New software layer sits above Aliado SDK and integrates with ONNX Runtime to reduce app code and smooth integration friction. Shipping now to customers via the Software Centre on their website with production-grade samples spanning LLM chat, detection, and classification.

Semidynamics has introduced Inferencing Tools, a software suite intended to accelerate the deployment of AI applications on its Cervell RISC-V NPU. The tools sit above the company’s Aliado SDK and use an ONNX Runtime Execution Provider for Cervell, exposing higher-level APIs for session setup, tensor management, and inference orchestration. The goal is to shorten the time from a trained ONNX model to a running product while keeping the application code cleaner.
Semidynamics positions the stack with two lanes: Aliado SDK for low-level tuning and peak performance; Inferencing Tools for faster iteration and production hardening. They say no model conversion is required and list ready-to-adapt examples for LLM chat (e.g., Llama, Qwen), object detection (YOLO family), and image classification (ResNet, MobileNet, AlexNet). The company states the tools have been validated across a range of ONNX models. Availability is immediate to Semidynamics customers and partners via the Software Centre.
What do we think?
A focus on enabling models, not just shipping silicon, has worked well elsewhere in the ecosystem: the vendors that win mindshare reduce time-to-first-demo and time-to-production with turnkey runtimes, tested samples, and opinionated APIs. As Semidynamics leans harder into AI differentiation, this move makes strategic sense—especially if the ONNX EP is robust and the examples cover the long tail of real integration gotchas (tokenization, streaming I/O, pre/post-processing, and memory pressure on long sequences).

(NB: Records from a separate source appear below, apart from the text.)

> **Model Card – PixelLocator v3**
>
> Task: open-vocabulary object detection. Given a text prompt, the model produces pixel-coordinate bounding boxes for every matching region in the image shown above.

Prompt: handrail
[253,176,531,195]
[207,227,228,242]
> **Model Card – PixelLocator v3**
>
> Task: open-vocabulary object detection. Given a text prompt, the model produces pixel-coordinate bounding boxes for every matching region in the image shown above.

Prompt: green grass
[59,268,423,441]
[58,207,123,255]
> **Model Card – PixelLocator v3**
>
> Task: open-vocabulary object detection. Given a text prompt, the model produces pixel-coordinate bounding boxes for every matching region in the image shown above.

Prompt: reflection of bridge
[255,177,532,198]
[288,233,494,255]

The success metrics here are:
- Friction removed: zero-conversion paths from popular ONNX models, clear error reporting, and sane defaults.
- Coverage and transparency: published support matrices (opsets, operators, precisions), plus guidance on when inference falls back to CPU/RISC-V cores.
- Repeatable performance: reference configs with measured latency/throughput and power on Cervell, not just works on my model.
If Semidynamics keeps tightening the loop—shipping maintained examples, exposing profiling hooks, and documenting kernel offload decisions—Inferencing Tools can become the shortest route to Cervell value.